Structure-Preserving Multi-View Embedding Using Gromov-Wasserstein Optimal Transport

arXiv stat.ML / 4/6/2026

📰 NewsIdeas & Deep AnalysisModels & Research

Key Points

  • The paper tackles multi-view embedding by integrating multiple representations of the same samples while preserving coherent low-dimensional structure under heterogeneous geometries and nonlinear distortions.
  • It proposes two Gromov-Wasserstein (GW) optimal-transport-based methods: Mean-GWMDS, which averages views’ distance matrices and applies GW-based multidimensional scaling, and Multi-GWMDS, which generates geometry-consistent candidate embeddings via GW alignment and then selects a representative one.
  • Experiments on both synthetic manifolds and real-world datasets indicate the methods can effectively preserve intrinsic relational structures across different views without requiring strict alignment assumptions.
  • The authors position GW-based optimal transport as a flexible, principled framework for geometry-aware multi-view representation learning.

Abstract

Multi-view data analysis seeks to integrate multiple representations of the same samples in order to recover a coherent low-dimensional structure.
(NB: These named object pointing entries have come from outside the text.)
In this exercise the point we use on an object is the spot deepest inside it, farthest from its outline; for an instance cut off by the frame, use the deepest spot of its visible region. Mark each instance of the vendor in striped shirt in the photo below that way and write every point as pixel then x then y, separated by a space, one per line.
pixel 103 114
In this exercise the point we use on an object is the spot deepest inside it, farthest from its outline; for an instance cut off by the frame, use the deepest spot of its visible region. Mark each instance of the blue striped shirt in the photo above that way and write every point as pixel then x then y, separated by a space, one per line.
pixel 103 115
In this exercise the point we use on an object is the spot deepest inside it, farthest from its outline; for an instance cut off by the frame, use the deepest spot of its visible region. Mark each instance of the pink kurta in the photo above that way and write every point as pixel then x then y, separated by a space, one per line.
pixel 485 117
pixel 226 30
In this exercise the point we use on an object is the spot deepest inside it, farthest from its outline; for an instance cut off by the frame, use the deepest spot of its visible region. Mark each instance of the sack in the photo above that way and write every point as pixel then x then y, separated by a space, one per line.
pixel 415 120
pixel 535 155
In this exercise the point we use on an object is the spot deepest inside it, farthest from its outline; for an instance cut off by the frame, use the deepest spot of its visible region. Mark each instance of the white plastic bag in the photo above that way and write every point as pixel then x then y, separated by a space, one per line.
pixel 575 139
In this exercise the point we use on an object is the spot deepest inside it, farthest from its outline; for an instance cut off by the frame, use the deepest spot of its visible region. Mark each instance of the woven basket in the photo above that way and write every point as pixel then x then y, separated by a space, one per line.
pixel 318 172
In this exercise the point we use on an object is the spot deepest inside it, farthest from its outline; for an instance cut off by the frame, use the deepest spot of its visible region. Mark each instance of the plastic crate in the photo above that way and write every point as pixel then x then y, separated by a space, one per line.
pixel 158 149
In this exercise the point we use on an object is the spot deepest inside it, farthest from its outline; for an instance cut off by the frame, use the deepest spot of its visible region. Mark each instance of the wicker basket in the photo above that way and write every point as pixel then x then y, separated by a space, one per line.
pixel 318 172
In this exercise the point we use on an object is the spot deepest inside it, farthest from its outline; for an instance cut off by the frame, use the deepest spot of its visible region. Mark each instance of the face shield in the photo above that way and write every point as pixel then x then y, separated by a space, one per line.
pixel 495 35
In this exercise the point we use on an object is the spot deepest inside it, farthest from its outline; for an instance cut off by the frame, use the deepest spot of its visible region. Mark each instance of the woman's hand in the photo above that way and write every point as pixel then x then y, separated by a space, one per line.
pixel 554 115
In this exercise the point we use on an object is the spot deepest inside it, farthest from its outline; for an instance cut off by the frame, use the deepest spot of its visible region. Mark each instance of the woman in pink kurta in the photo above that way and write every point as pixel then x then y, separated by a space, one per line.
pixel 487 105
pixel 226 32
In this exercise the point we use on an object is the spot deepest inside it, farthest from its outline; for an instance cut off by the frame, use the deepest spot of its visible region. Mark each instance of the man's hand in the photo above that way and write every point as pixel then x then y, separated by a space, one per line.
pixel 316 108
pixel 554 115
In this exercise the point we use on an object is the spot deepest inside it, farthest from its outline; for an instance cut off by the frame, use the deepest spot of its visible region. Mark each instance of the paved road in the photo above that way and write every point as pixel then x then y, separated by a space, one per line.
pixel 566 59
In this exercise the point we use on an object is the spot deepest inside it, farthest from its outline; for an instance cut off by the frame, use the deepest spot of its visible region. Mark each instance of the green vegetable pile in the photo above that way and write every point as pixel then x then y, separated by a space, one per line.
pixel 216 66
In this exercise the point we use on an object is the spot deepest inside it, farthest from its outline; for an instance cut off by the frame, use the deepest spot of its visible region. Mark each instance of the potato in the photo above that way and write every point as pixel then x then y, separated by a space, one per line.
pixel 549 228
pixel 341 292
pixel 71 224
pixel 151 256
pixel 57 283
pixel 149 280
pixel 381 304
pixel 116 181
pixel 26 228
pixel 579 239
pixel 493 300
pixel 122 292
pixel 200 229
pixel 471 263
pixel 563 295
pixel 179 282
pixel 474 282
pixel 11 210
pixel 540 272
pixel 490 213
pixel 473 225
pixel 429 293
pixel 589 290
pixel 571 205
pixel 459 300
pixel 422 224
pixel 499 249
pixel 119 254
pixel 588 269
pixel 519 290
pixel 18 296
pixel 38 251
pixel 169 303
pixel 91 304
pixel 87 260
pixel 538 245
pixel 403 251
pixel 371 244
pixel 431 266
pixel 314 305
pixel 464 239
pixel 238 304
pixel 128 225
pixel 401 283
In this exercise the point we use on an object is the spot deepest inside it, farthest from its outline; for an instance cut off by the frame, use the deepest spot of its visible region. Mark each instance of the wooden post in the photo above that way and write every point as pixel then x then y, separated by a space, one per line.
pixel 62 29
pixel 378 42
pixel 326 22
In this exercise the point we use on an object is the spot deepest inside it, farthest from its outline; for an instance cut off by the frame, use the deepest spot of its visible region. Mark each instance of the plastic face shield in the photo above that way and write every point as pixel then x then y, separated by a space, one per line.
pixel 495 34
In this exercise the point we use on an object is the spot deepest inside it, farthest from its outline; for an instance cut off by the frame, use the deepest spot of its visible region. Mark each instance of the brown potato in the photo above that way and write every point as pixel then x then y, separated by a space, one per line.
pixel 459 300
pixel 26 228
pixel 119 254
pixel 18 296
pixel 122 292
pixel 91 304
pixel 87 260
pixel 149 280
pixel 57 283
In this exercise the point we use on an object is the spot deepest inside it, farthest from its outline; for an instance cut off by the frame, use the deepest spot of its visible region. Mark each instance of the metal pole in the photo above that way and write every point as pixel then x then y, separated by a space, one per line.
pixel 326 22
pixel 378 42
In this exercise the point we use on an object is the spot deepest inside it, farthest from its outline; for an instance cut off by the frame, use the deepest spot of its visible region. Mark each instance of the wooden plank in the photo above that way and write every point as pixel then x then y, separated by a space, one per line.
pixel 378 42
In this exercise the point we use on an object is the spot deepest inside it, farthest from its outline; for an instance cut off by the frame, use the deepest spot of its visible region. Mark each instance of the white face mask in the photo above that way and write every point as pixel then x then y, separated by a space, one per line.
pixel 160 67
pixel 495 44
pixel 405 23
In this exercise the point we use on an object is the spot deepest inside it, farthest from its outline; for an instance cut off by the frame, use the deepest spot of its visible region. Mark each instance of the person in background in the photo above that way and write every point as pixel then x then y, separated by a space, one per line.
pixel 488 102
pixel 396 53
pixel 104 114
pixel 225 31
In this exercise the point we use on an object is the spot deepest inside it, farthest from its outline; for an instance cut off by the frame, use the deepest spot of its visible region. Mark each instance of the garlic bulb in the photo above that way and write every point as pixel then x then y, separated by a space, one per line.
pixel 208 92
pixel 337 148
Classical approaches often rely on feature concatenation or explicit alignment assumptions, which become restrictive under heterogeneous geometries or nonlinear distortions. In this work, we propose two geometry-aware multi-view embedding strategies grounded in Gromov-Wasserstein (GW) optimal transport. The first, termed Mean-GWMDS, aggregates view-specific relational information by averaging distance matrices and applying GW-based multidimensional scaling to obtain a representative embedding. The second strategy, referred to as Multi-GWMDS, adopts a selection-based paradigm in which multiple geometry-consistent candidate embeddings are generated via GW-based alignment and a representative embedding is selected. Experiments on synthetic manifolds and real-world datasets show that the proposed methods effectively preserve intrinsic relational structure across views. These results highlight GW-based approaches as a flexible and principled framework for multi-view representation learning.